The Cannibal King smiled. “I know you know.” He stood up, and the trailer bounced flat on its springs. “So, you want to come inside?”

“Sure,” said Harold. “For a minute.”

The Cannibal King went first. He squeezed himself into a corner to let Harold fit through the door. “Welcome to Oola Boola Mambo,” he said.

Harold didn't admit that he'd already seen inside it. He let the Cannibal King go proudly from one belonging to another. But all the time, he stared at the table. There was a jigsaw puzzle there, half finished, a big, heavy mallet resting on top of the pieces.
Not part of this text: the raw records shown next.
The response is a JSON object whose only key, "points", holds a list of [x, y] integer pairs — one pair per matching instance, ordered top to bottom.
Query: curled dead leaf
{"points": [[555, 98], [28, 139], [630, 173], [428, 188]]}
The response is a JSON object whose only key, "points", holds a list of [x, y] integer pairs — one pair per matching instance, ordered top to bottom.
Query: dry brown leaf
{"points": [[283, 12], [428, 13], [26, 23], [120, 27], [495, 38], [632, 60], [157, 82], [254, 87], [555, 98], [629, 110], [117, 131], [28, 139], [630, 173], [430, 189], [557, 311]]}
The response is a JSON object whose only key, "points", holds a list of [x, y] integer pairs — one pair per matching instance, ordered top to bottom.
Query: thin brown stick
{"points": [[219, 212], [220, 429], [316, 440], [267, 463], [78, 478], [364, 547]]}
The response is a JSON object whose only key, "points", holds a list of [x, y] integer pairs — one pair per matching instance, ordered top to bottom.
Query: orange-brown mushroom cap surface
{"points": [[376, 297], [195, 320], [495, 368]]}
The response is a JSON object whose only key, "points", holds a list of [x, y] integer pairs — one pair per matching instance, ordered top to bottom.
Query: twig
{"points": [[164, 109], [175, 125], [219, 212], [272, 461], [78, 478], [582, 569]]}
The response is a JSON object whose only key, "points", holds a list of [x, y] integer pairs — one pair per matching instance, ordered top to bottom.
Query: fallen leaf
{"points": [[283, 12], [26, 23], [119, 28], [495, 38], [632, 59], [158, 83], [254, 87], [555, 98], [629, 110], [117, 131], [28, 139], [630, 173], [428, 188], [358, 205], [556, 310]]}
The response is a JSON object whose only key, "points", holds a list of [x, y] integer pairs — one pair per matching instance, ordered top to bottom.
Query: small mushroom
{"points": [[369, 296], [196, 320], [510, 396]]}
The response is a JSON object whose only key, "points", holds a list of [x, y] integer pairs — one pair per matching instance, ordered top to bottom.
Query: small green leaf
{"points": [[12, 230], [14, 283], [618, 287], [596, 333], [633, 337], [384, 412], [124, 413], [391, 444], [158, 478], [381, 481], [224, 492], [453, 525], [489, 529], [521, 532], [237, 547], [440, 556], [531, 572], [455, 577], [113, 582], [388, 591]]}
It was a picture of boys playing hockey on a winter field.

“I do jigsaws,” said the Cannibal King.

“How do you see them?” asked Harold.

“Wow!” The Cannibal King slapped his forehead. “No one's ever asked me that before. No one, Harold. They think it's a dumb thing for a grown man to do, but they don't know how hard it is when you can't see the little pieces. It's a brainteaser, eh? Well, you know something? I do it by feel, Harold. I do some of it with my eyes closed.”

Harold squinted at the picture. He leaned over it, touching it, and saw that some of the pieces were jammed into place—into the wrong places—hammered down with their little cardboard tabs all bent and broken.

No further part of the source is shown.